Their Own Osamas

Abortion clinics and counseling centers faced terrorism long before everyone else

Paula had mail duty. Just after 3 p.m. on October 15, she slipped her hands into a pair of clear, plastic medical gloves, walked into the tan-and-blue waiting room, and opened a door in the Planned Parenthood clinic at 3457 N. Dixie Hwy. in Fort Lauderdale. She passed through the lobby, where clients sprawled over navy-blue sofa and chairs, rifled through magazines, and watched television while waiting to be buzzed into the clinic. Wearing her favorite lilac scrubs, Paula opened the front door and stepped onto the sidewalk as cars streamed past the squat storefront.

The medical assistant (who didn't want her last name used) had been trained to follow the protocol: gloves on hands, grab mail, shut herself into a tiny nearby office, and sort through letters and packages, dumping anything that looked strange -- no return address, too much postage, oddly shaped, taped, oily, or lumpy -- into an orange, hazardous-materials bag.

Long before the recent anthrax attacks dusted the rest of us with the fear of bioterrorism, women's reproductive centers and abortion clinics geared up to thwart assaults. During the past 20 years, abortion doctors have been murdered and clinics have been bombed, burned to the ground, and attacked with dangerous chemicals. Florida has long been on the bloody front lines. In 1993, Dr. David Gunn was murdered at a clinic in Pensacola. And in 1994, Dr. John Bayard Britton and clinic escort James Barrett were shot and killed outside another location in the Gulf Coast town.

Michael Shavalier

Bioterrorism is just the latest blip in what antiabortionists call "The Abortion War." "One thing we've learned is not be overly reactionary to these kinds of threats," says Mark Adler, vice president of client services and security for Planned Parenthood of South Palm Beach and Broward counties. "That does nothing but empower the people who threaten us. Instead, we try to be ready, to have procedures in place."

Procedures comfort Paula now. But they freaked her out when she started working at Planned Parenthood four and half years ago. She'd done time in packing and shipping, worked as an usher at a museum, and cleaned houses. Finally, the plain-talking, 29-year-old Looney Toons fan got serious, settled on a career in the medical field, and was certified as a medical assistant in 1997. Her first job after graduation from a Lauderdale Lakes trade school was at Planned Parenthood.

Although the clinic where Paula works doesn't perform abortions, soon she was studying faxes from Planned Parenthood's national headquarters on the latest tools of terrorism. During her first year there, Paula remembers reading a warning about antiabortionists walking into clinics with capsules of butyric acid, stomping on them, and releasing a gas so foul-smelling it makes people vomit.

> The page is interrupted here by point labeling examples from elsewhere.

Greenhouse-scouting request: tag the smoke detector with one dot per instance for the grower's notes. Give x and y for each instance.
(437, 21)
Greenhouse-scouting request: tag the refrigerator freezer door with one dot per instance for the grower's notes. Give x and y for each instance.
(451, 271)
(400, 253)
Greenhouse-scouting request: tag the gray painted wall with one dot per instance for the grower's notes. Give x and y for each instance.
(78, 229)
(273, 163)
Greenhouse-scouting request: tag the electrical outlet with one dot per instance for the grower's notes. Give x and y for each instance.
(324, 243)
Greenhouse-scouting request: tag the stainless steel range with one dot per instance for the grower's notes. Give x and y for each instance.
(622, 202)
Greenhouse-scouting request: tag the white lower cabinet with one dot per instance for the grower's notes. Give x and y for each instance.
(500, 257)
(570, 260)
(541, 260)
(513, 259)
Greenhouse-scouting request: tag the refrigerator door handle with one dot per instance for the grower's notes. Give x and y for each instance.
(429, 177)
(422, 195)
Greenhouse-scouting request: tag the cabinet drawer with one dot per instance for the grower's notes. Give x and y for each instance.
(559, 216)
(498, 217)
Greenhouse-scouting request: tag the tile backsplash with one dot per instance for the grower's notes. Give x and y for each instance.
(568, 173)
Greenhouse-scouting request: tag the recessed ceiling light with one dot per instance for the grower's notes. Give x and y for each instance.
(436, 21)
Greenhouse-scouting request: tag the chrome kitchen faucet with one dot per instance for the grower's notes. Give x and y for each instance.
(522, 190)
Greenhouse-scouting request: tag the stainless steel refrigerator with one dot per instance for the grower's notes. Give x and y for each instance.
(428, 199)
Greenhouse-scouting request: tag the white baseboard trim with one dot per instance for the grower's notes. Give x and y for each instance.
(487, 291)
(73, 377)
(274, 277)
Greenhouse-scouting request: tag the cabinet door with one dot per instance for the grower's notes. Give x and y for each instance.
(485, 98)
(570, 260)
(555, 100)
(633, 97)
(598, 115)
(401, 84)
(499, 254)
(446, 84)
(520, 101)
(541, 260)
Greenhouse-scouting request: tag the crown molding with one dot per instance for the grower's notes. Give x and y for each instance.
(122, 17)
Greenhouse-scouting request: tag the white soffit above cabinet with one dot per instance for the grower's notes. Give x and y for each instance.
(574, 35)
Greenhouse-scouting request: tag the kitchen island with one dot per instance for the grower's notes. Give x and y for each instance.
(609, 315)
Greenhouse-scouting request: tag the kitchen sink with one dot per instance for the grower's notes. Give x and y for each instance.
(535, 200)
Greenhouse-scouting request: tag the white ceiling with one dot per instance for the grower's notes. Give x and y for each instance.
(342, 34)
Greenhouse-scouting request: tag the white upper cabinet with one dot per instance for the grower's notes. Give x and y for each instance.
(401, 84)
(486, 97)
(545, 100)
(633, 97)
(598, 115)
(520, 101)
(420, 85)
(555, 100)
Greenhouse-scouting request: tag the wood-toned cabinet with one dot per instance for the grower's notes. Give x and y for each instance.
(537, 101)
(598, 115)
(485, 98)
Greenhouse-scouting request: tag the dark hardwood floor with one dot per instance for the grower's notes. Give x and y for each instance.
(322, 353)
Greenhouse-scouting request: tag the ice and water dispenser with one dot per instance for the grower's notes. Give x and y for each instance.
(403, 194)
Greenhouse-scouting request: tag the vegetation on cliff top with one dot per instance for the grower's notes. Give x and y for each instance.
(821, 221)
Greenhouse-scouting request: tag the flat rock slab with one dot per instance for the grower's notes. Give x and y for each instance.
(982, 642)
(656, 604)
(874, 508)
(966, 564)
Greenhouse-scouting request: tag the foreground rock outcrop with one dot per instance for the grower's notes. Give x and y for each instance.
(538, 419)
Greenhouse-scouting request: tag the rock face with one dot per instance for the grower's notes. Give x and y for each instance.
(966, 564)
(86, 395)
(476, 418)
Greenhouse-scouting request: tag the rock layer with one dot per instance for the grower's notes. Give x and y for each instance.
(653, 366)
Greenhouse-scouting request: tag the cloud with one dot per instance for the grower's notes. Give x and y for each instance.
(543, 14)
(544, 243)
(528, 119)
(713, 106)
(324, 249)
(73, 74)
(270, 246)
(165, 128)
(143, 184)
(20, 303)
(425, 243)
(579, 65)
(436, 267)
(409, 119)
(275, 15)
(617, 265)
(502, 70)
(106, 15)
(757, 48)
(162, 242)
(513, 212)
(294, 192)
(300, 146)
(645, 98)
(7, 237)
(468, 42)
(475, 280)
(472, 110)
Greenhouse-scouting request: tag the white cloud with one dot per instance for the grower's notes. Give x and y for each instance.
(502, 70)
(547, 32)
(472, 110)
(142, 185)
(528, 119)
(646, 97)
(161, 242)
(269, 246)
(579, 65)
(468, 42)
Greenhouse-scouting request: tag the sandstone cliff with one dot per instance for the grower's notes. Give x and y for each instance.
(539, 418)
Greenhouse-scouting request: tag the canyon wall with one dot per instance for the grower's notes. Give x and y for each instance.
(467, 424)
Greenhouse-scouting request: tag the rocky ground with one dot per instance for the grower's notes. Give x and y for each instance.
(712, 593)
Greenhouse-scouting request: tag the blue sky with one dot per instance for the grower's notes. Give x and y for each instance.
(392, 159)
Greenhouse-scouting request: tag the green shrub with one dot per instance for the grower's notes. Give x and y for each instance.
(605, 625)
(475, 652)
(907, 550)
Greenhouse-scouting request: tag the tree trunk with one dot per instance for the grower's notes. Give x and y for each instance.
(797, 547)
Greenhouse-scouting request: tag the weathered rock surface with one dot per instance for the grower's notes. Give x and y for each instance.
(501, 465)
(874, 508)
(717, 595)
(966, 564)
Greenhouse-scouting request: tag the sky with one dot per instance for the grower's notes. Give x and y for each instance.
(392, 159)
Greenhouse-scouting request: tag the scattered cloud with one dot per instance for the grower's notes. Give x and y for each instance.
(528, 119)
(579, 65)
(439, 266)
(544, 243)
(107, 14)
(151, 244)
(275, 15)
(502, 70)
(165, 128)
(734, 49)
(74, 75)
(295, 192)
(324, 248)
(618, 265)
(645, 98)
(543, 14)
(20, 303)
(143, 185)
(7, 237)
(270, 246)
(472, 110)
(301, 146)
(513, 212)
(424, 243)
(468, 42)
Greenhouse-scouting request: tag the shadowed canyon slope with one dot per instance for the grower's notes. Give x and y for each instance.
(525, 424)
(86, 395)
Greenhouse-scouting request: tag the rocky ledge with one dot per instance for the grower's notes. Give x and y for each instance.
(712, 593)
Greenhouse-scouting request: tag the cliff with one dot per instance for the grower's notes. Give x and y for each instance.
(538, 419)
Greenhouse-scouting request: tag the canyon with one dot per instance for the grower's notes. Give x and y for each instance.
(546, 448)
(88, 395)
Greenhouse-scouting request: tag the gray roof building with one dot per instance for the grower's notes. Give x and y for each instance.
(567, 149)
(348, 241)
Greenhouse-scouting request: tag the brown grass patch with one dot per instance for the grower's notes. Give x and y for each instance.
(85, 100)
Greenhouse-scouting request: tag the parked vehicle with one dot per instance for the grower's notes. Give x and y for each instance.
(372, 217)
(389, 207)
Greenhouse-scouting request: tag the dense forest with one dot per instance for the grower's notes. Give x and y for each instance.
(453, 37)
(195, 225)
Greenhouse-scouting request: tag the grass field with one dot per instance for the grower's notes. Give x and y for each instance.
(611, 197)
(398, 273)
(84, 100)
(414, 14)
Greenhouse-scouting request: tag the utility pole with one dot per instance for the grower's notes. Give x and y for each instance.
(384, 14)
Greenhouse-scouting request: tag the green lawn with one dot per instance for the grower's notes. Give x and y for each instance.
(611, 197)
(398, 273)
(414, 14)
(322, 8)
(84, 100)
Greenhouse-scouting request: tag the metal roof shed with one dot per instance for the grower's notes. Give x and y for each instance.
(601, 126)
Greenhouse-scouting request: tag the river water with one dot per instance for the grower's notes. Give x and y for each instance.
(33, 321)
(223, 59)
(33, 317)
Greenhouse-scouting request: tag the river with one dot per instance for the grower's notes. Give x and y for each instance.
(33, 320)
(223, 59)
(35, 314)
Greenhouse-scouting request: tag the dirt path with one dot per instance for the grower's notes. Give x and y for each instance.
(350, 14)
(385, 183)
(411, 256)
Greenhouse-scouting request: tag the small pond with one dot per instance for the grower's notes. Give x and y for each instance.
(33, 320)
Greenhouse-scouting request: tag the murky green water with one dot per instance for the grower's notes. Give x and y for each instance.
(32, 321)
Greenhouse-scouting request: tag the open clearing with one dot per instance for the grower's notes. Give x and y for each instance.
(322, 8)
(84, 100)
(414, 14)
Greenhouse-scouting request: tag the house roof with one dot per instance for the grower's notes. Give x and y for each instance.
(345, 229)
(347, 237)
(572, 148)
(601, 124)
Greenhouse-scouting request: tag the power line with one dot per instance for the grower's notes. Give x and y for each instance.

Around the same time, six abortion clinics in Central Florida and four in Miami were attacked with the chemical during a seven-day period. (Butyric acid is derived from rotting pig fat.)

In the months that followed, she fielded bomb threats, and protesters sometimes showed up on the sidewalk outside. Inside, security was (and continues to be) tight. The clinic has a buzzer between the waiting room and the medical offices. There is a mirror in the lobby so the staff can survey the waiting room and the doors into the clinic. "I was like, OK, what have I gotten myself into?" she recalls thinking.

When she meets people who she thinks are against abortion, Paula doesn't admit she works for Planned Parenthood. "It's an instant stigma," she says. Instead, Paula tells such people she works for a gynecologist. "I keep it simple," she explains. "I try to avoid conflict."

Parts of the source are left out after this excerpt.